‘India Seen as Outlier in Enforcing Patents’
PhRMA CEO Castellani says the grouping is open to dialogue between India and other stakeholders to address IP concerns
India’s intellectual property rights related decisions have affected the biopharma industry much more than the other sectors, says John J Castellani, CEO, PhRMA (Pharmaceutical Research and Manufacturers of America), a grouping of US-based drugmakers. In an e-mail interview, Castellani tells ET’s Soma Das that PhRMA members want strong patent laws in India. Edited excerpts: What are your reservations about India’s IPR policies? What changes are you looking for? The high investment in development of innovative medicines cannot be successful without necessary policy conditions to promote a favorable business environment. Effective patent protection is necessary for continued investments in innovative lifesaving drugs. All World Trade Organisation members have committed to ensuring favourable policy environment that supports continued research for new medicines through a system of patents. If countries show scant respect for IP protection, the future of new medicines is at risk, because incentives for the research- based pharmaceutical industry to invest over $ 1 billion and 10-15 years in the development of a single new medicine will be undermined. To truly improve access to medicines in India, we will need to continue to work together to advance sustainable policy solutions to healthcare financing, infrastructure, and human resources challenges, among others, rather than focus on compulsory licences or other ways of undermining patent protection of innovative medicines. Are US businesses divided on India’s IPR policy, considering that Honeywell and Boeing, in their testimonies to the US government, have backed the India’s policy? The current system for intellectual property protection provides the necessary incentives for innovators in all fields of technology to devote time and resources in creating the next generation of products and services for the global economy. That said, negative IP decisions in India have targeted the innovative biopharmaceutical industry far greater than other sectors. Abbott, the largest drugmaker in India by market share, has also said that it is not facing any significant challenges in India. Do the Big
ON INDIA’S IPR POLICIES
Pharma companies differ on the magnitude of challenge here? While Abbott is not a member of PhRMA, their response to the USITC is in the public domain and states: “The Trade Related Aspects of Intellectual Property Rights (TRIPS) Agreement provides an important framework for that protection and it is important that all World Trade Organisation members meet their obligations under TRIPS. Abbott is not currently facing any significant challenges with respect to intellectual property protection in India.” We don’t see any dissonance in this view. India’s pharma industry believes that Pfizer is getting isolated in its campaign against India’s IPR policies. What are your views?

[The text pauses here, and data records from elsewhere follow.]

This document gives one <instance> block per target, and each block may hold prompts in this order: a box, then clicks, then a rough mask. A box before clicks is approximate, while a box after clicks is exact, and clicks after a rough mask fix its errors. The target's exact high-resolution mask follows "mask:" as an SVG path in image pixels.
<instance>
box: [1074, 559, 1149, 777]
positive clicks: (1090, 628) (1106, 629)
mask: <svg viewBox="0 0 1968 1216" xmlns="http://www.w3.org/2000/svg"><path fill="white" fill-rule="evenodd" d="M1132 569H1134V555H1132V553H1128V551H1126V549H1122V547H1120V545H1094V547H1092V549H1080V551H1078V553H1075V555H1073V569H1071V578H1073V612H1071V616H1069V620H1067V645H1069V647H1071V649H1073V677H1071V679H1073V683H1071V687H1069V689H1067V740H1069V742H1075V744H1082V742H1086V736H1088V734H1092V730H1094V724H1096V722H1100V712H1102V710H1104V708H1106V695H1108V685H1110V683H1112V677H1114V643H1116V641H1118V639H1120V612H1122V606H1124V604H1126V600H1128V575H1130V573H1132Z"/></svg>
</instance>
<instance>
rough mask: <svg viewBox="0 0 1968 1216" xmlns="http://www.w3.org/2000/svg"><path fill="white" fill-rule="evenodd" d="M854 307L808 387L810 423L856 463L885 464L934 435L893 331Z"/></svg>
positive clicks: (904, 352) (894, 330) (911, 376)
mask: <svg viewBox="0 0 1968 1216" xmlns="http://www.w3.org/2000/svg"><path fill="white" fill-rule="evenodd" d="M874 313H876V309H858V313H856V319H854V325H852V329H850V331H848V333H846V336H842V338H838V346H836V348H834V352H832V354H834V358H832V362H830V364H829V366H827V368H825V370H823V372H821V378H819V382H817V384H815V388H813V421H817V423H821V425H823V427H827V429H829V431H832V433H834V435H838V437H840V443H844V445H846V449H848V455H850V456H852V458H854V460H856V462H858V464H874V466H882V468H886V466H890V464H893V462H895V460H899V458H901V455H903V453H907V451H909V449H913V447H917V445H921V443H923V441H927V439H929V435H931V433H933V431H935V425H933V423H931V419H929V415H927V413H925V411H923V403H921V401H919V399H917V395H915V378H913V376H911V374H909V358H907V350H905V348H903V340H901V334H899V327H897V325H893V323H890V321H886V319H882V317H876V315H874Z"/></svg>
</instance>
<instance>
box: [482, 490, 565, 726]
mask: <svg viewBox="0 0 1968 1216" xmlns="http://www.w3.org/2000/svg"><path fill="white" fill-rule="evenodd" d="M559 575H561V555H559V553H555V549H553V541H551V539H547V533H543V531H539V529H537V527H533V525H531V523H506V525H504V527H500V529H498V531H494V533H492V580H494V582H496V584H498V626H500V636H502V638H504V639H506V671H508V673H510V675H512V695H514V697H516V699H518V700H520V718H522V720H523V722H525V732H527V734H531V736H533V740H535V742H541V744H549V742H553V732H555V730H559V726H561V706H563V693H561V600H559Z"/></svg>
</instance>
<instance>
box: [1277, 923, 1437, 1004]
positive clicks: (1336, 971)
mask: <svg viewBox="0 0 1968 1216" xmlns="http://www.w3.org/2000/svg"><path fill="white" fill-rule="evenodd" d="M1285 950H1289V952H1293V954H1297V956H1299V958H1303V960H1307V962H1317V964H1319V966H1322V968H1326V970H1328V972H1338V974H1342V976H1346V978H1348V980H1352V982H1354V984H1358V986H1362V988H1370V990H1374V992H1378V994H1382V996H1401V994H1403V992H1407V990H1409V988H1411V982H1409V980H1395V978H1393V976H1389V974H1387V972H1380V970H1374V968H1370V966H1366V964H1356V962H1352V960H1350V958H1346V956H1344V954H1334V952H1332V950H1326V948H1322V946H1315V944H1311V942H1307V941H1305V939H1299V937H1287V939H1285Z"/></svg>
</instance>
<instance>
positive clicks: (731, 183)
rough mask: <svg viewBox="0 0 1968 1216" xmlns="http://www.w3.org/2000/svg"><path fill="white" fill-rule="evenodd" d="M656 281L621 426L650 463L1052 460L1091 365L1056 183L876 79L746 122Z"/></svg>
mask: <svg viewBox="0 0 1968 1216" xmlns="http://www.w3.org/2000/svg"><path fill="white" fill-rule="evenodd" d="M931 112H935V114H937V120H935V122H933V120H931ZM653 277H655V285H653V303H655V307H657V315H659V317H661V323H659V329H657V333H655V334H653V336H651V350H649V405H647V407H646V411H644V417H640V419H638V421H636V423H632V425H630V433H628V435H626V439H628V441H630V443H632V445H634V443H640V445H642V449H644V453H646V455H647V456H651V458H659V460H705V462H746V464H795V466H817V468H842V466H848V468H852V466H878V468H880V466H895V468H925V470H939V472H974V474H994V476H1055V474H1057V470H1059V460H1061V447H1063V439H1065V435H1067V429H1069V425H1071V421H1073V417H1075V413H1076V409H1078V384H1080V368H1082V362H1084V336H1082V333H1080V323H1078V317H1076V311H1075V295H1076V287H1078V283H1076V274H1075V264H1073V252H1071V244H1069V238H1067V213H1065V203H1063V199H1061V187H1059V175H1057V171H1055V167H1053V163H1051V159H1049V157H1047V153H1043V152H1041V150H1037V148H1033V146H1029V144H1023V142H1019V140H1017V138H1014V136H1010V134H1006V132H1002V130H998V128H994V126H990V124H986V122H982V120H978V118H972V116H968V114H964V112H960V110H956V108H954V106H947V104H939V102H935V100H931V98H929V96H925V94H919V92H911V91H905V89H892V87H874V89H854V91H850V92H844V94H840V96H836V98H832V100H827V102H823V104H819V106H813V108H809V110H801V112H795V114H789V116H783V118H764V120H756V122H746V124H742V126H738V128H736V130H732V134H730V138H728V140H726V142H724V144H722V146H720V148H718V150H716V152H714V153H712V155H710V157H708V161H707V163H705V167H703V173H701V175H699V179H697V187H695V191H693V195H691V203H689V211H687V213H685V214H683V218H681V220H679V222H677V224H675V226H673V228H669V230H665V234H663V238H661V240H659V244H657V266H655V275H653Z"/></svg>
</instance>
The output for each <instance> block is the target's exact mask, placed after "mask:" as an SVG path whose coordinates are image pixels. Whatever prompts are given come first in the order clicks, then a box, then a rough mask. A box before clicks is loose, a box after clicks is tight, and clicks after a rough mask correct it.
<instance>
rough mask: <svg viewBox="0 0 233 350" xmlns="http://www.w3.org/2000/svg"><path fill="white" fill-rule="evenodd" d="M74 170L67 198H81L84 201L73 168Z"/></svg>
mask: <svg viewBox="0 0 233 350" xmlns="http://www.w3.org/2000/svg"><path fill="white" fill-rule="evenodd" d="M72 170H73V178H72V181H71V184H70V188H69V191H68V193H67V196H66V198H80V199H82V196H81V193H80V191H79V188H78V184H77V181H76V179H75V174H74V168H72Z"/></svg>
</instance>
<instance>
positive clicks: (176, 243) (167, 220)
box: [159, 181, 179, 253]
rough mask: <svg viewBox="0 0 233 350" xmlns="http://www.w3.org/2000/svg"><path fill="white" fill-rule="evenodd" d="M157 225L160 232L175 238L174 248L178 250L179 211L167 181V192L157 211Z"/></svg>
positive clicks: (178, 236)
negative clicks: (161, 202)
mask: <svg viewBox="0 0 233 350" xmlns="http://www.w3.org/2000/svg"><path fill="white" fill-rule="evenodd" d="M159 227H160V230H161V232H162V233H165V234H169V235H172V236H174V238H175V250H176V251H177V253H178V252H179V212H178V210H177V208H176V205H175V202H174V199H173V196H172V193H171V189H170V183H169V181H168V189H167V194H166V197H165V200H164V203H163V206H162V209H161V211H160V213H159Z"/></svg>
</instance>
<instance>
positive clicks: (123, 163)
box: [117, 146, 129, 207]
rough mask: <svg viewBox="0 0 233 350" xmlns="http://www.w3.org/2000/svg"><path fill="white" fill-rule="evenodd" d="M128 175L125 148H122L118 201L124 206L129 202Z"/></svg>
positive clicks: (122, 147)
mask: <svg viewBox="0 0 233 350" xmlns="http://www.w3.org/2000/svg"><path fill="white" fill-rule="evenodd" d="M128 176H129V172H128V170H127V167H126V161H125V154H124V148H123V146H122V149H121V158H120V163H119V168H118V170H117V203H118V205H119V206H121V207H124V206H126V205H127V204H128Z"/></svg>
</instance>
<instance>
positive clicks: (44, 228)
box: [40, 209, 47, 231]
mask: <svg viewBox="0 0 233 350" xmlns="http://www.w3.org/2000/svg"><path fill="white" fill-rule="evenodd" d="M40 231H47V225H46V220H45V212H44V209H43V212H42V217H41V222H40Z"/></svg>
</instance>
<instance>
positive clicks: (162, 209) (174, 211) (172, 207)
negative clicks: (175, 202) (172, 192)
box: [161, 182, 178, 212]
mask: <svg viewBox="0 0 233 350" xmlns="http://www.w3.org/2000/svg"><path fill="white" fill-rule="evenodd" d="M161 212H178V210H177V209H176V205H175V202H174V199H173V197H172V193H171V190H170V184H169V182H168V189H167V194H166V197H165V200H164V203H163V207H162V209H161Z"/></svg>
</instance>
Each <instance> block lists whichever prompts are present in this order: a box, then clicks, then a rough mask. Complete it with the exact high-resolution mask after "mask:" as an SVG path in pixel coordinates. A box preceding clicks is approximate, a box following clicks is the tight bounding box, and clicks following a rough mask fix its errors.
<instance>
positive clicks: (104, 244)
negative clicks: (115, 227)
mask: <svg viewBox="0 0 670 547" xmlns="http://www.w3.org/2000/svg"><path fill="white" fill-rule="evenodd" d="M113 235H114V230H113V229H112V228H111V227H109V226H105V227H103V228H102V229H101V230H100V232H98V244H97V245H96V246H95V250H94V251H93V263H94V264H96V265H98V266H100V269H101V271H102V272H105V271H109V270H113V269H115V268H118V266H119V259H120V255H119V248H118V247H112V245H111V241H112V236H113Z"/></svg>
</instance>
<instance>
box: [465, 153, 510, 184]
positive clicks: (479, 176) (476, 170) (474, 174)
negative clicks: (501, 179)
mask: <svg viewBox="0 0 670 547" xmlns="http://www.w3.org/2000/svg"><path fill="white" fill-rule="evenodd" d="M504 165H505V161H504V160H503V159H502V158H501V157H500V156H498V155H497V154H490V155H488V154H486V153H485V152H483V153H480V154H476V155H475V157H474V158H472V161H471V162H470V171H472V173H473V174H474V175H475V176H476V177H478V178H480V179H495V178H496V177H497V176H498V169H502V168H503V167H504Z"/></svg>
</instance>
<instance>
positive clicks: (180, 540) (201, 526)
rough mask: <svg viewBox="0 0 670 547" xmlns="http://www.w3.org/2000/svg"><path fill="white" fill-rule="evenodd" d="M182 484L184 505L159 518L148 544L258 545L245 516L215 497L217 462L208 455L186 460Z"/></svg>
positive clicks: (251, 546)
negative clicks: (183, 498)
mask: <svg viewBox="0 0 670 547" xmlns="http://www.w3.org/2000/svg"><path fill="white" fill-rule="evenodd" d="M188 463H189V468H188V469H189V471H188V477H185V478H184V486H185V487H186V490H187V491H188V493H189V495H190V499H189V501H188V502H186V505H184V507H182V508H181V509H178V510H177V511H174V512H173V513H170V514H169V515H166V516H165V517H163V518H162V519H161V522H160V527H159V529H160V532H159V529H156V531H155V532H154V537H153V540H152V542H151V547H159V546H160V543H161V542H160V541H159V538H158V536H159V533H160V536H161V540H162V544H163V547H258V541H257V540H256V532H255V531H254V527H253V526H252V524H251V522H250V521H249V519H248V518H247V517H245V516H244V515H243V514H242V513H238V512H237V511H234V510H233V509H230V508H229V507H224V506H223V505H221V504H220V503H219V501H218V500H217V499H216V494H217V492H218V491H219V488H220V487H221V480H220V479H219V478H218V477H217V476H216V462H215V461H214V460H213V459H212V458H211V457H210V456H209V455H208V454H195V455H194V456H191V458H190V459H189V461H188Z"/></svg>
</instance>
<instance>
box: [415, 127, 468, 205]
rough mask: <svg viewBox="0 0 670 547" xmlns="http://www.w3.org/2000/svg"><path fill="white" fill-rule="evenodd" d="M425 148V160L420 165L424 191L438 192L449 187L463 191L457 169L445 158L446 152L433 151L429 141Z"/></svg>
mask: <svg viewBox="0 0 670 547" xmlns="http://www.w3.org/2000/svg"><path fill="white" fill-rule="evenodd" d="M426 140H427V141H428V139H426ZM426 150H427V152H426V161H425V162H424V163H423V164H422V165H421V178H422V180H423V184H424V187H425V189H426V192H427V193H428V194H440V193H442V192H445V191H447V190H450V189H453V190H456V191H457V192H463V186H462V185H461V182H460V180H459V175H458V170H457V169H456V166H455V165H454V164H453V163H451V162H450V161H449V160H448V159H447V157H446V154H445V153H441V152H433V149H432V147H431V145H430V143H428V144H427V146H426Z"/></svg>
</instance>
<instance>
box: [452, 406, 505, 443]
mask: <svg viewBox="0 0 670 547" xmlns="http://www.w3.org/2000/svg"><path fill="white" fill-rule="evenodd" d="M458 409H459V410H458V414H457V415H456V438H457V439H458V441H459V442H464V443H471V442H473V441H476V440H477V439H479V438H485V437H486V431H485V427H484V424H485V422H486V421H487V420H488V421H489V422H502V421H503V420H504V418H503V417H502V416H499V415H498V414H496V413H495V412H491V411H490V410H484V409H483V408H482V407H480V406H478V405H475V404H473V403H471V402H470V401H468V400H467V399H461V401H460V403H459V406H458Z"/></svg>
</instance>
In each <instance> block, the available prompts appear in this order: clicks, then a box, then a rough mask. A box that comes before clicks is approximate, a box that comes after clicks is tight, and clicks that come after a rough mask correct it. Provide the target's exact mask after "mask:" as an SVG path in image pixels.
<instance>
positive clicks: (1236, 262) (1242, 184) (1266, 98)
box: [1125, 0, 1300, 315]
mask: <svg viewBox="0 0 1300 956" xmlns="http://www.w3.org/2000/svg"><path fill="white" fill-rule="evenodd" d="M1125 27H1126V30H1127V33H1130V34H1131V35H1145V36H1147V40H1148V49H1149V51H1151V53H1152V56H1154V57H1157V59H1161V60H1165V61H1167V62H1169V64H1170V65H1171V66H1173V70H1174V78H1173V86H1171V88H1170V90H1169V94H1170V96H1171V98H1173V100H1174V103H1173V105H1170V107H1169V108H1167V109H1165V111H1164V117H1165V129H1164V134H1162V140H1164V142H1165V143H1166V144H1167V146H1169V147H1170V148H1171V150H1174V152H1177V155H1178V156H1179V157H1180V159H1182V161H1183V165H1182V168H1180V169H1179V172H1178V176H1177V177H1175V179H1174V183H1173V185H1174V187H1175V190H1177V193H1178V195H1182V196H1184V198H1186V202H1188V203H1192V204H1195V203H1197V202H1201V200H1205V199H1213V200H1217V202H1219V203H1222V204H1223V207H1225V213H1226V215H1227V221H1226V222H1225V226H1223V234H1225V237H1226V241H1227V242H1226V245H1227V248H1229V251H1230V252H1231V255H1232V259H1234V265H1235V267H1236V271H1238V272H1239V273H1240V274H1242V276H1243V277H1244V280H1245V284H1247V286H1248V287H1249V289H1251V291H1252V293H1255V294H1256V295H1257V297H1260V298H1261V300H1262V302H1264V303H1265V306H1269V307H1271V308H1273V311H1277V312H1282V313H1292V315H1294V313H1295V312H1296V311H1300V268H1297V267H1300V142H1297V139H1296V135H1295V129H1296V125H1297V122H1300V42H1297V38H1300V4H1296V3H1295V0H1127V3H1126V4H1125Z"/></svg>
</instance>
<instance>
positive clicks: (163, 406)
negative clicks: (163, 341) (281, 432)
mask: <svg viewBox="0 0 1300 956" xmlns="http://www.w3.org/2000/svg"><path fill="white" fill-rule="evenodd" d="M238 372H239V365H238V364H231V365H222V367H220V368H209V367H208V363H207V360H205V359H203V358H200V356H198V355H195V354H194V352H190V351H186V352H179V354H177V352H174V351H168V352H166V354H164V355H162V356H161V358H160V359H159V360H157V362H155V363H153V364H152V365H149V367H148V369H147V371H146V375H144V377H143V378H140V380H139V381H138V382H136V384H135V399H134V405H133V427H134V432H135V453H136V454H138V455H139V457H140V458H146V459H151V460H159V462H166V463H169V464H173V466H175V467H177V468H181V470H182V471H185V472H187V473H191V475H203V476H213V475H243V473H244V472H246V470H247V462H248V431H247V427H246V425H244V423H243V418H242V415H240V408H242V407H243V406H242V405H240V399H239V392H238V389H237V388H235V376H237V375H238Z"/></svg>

All our member companies believe that strong patent laws will encour- age and sustain innovation in the research-based and technologyintensive pharmaceuticals industry. Pfizer, like our other member companies, remains committed to collaborating with the Indian government and other stakeholders to find sustainable solutions that address the need for more accessible medicines, within a robust IP environment. Will a potential trade war between the two resolve anything at all? No one is suggesting a trade war. The US and India are great friends, but even very good friends have disagreements. This is one place where we believe that a fruitful dialogue can help both countries, and especially Indian patients. Are you saying that at this stage you will support the dialogue route and not push for trade sanctions, as is being widely believed? We have always said that we are committed to a dialogue with the Indian government and other stakeholders to find sustainable solutions to address industry’s intellectual property concerns, as well as India’s broader healthcare challenges. What then is the best way for US and India to resolve this issue? We hope the Indian government will be open to the concerns raised by the US and demonstrate seriously its commitment to protecting intellectual property. Challenges to the IP ecosystem in India are being seen as a serious concern to the future climate for innovation across several sectors. India is being seen as an outlier in recognising and enforcing patent rights, and this perception could weaken India’s investment climate. Our members remain committed to collaborating with the Indian government and other stakeholders in finding sustainable solutions that address the need for more accessible medicines within a robust IP environment.